Читать книгу Учебник рисования - Максим Кантор - Страница 6
Часть первая
Глава 4
ОглавлениеI
Когда мальчики гуляли на пустыре, они снимали с себя пионерские галстуки, комкали их и засовывали в портфели. Они делали так не потому, что презирали советские порядки – к тому времени советские порядки уже умерли, пионерская организация доживала последние дни. Просто без пионерских галстуков мальчики казались себе взрослыми. Пустырь начинался сразу за школьным двором; мальчики после занятий вылезали через дыру в заборе и шли по заросшему репейником пространству. Они говорили, как взрослые, не перебивали друг друга и внимательно слушали. Эти мальчики много читали и, как бывает с детьми, верили во все, что написано.

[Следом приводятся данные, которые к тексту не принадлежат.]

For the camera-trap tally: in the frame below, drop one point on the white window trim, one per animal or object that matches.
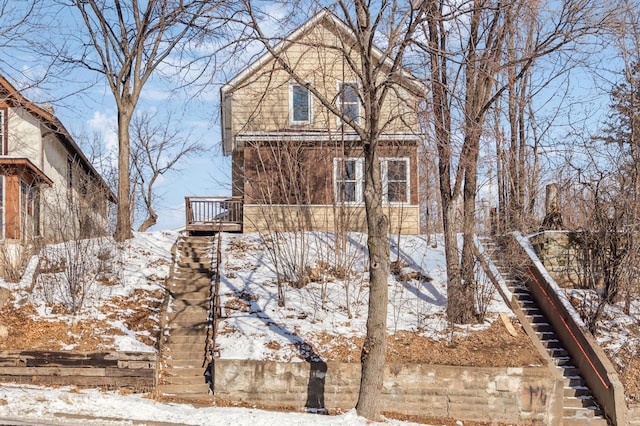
(309, 119)
(339, 83)
(337, 171)
(385, 179)
(4, 207)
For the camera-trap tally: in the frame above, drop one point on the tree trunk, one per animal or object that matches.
(374, 349)
(123, 219)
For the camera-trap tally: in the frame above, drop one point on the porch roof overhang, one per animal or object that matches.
(19, 163)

– Ты патриот? – спросил один. Слово «патриот» прозвучало как оскорбление. В те годы «патриотами» именовали себя те, кто не хотел двигаться к западному прогрессу. Все свободомыслящие люди называли людей косных «патриотами».
– Я считаю, что мы три раза спасли мир, вот и все.
– Кто это – мы?
– Русские, понятно кто.
– Мы спасли мир? Мы его замусорили! – и мальчик поддал ногой консервную банку.
– Три раза спасли, зачем спорить.
– Русские спасли мир! Это лагерями, да?
– Нет, не лагерями, а русскими солдатами.
– Когда же это? – горячился мальчик. – От кого же это? – два раза он про себя насчитал, вернее, понял, что имеет в виду собеседник, а третий в голову не шел.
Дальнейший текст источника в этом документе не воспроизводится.